Memory control circuit design and analysis

Simulation setup

The simulations were conducted using WRSPICE⁴³, a version of SPICE designed for superconductor electronic designs. The resistively and capacitively-shunted JJ model employed in the simulations is based on MIT Lincoln Laboratory’s SFQ5ee 100 $\upmu {\text {A}}/\upmu {\text {m}}^2$ fabrication process³⁴ with an $I_C R_n$ value of 1.65 mV. Bias sources consisted of resistors tied to a voltage bias line, with resistor values chosen for the equivalent current listed. Bias was ramped up from zero to the nominal value. To generate SFQ input pulses from an input DC current stimulation, DC-to-SFQ converters were utilized. The subsequent analysis does not consider parasitic inductances associated with shunt resistors, as their impact on circuit performance has been determined to be negligible⁴⁴.

Circuit design

For the design of the memory controller’s key components, as illustrated in Figs. 4, 5, and 6, we began with publicly accessible schematics^45,46. To achieve a higher operational frequency and wider bias margins, the number of JJs on the critical path of the corresponding circuit was minimized. To accomplish this, we designed a DRO cell with 4 JJs that matched the critical currents of JJs in the neighboring cells, resulting in improved signal quality.
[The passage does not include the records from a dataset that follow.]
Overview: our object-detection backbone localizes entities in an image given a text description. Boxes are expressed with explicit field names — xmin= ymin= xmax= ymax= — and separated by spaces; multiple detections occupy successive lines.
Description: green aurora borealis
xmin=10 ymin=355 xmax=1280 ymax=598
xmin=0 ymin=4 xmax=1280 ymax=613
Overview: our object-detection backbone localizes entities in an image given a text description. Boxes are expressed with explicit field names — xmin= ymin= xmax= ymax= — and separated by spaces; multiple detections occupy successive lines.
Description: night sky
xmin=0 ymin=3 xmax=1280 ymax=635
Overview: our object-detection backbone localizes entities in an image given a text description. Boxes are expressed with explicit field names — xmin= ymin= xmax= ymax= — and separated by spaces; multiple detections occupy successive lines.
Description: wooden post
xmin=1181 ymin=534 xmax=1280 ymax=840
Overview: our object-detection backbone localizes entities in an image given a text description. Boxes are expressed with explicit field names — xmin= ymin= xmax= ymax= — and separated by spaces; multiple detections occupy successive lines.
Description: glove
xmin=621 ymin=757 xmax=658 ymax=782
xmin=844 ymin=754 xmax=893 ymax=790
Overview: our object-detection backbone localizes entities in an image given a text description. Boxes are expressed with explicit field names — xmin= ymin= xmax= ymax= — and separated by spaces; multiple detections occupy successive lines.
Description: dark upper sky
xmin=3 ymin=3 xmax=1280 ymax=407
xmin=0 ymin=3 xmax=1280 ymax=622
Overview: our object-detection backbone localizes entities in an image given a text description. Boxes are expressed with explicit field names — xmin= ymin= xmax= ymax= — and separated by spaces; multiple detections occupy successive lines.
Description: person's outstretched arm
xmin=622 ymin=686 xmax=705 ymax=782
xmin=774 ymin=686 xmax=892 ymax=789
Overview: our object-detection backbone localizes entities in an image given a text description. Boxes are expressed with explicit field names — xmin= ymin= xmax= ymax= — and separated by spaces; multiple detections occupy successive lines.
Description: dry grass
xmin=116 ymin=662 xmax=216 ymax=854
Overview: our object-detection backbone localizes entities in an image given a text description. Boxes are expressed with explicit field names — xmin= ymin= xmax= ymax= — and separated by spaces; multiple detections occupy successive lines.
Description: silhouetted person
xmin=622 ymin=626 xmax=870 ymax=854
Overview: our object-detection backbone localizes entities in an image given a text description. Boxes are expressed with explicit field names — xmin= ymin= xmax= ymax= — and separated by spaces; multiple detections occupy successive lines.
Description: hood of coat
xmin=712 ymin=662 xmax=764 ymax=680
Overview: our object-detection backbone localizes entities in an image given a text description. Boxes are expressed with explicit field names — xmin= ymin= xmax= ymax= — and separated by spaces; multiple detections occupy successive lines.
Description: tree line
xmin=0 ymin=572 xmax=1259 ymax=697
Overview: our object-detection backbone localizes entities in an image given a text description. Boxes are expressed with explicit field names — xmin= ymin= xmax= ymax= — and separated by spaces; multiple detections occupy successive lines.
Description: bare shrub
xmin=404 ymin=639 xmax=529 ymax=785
Additionally, the original DRO2R design features output paths that are symmetrical. However, as depicted in Fig. 2, only the Q0 output (data_out0) is connected to the delay line loop. To meet the timing demands of the loop, the internal path from data_in to data_out0 was shortened. The serial inductors in the Merger design were also reduced from their initial values to improve critical path latency. Finally, we eliminated active Splitter cells⁴⁵, which are commonly used to provide fan-out for shared nodes but incur an overhead of 3 JJs each, by adopting a recently-proposed $I_C$ ranking technique⁴⁷. The combined modifications resulted in a memory controller circuit that comprises 29 JJs and a logic path delay of ~ 10 ps, which is determined by the sum of the DRO2R cell’s setup and propagation delays, averaged over its bias margins.

Analysis

To evaluate performance, the timing resolution was set to 0.5 ps, which was interpolated from the internal step size used by WRSPICE, and delays were measured as peak-to-peak values. Specifically, the DRO and DRO2R propagation delays were measured as the clock-to-Q delay, and the Merger propagation delay was measured as the delay from either input to the output. To determine the upper and lower time bounds of each cell, detailed bias margin analyses were conducted. For bias margin measurements, we started at the nominal voltage and decremented by steps of 1% of the nominal voltage over the bias range where the circuit operates, to locate the lower limit. We then incremented the nominal voltage to locate the upper limit. Static timing analysis using minimum and maximum intervals was performed to ensure that the timing at the limits of the bias margins meets the hold, setup, and propagation time requirements at different target frequencies.

Memory density analysis

The memory density of the PTL delay line was calculated using the equation:

$$\begin{aligned} Density = \frac{f}{w \times v}, \end{aligned}$$

(1)

where f represents the operating frequency of the memory controller in Hz, w is the PTL pitch in m, and v is the travel speed of single flux quanta in m/s.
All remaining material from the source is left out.